On paper, Turkey should be an attractive market for overseas banks: its economy and population are growing, demand for lending is increasing and the country is on a path that could conceivably lead to European Union membership.
In practice, profit has proven elusive. In 2014, HSBC's Turkish unit made a bigger loss than any of the 46 banks in the country, according to Bloomberg News. Currency weakness has hit even the biggest players, such as Spain's BBVA, which last year wrote down its investment in Garanti -- one of Turkey's top banks -- by about 1.8 billion euros ($2 billion) due to the falling lira.
So far, most banks have held on to their Turkish operations. Demand for these assets is limited and the cost of a hurried exit has seemed high.
In February, HSBC decided to keep its Turkish operation and shrink it after failing to find a buyer. Italy's UniCredit had been mulling a sale of its stake in Yapi Kredit Bank, Bloomberg News's Sonia Sirletti reported in May.

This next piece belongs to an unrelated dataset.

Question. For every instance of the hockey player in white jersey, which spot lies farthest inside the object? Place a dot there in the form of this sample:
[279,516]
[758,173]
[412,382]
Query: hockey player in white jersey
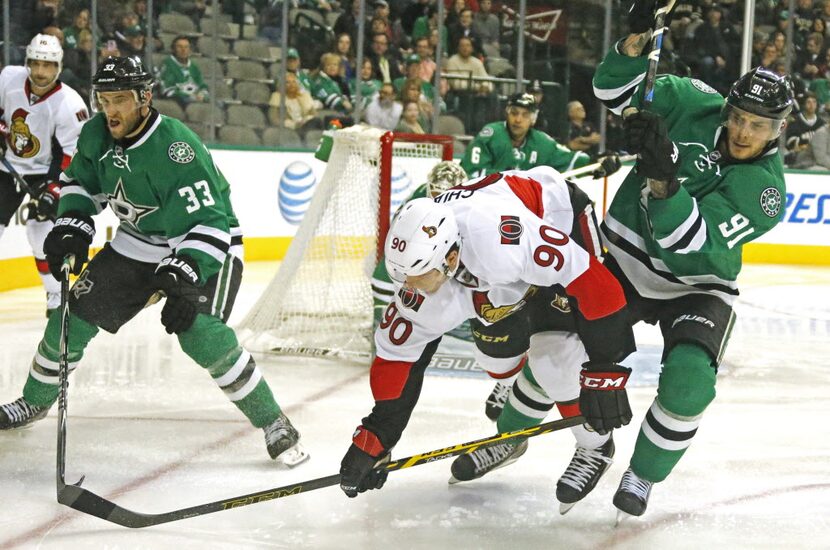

By contrast, BBVA has doubled down on the country, boosting its stake in Garanti to 39 percent last year. The lender expects the acquisition to boost profit by more than 250 million euros this year. That's still not impossible, given the bank's profit from Turkey was 133 million euros in the first quarter -- more than it earned in the U.S.
But the after-effects of the failed coup may vindicate those that managed to back out of their Turkish bets, such as Citigroup. The U.S. lender sold its stake in Akbank in stages after writing down the value of the holding by $1.2 billion in 2012.
Banks in the country are facing greater political influence. President Recep Tayyip Erdogan's on Monday halted the operations of Bank Asya, an Islamic lender linked to political foe and exiled preacher Fethullah Gulen.
There's also the risk of more currency volatility, which is a threat to an economy that relies on foreign investment to finance a current account shortfall. While the lira has already clawed back almost half of its losses from Friday, Goldman Sachs has lowered its three-month forecast for the currency against the dollar. That could be a problem for Turkish borrowers with loans denominated in other currencies: Non-lira lending makes up about 42 percent of Turkish banks' $402 billion of corporate loans, according to Bloomberg Intelligence.
Rapid lending growth has also made Turkish banks more dependent on wholesale market funding -- and therefore more vulnerable to sharp changes in investor sentiment, according to Fitch. Loan-to-deposit ratios rose to 117 percent from 60 percent between 2005 and 2015, according to BBVA research, with reliance on short-term funding from abroad rising in recent years.
Will BBVA and UniCredit cut and run? It's unlikely for now. But if the economic outlook deteriorates, Citigroup's retreat may end up looking increasingly timely -- regardless of the cost.
This column does not necessarily reflect the opinion of Bloomberg LP and its owners.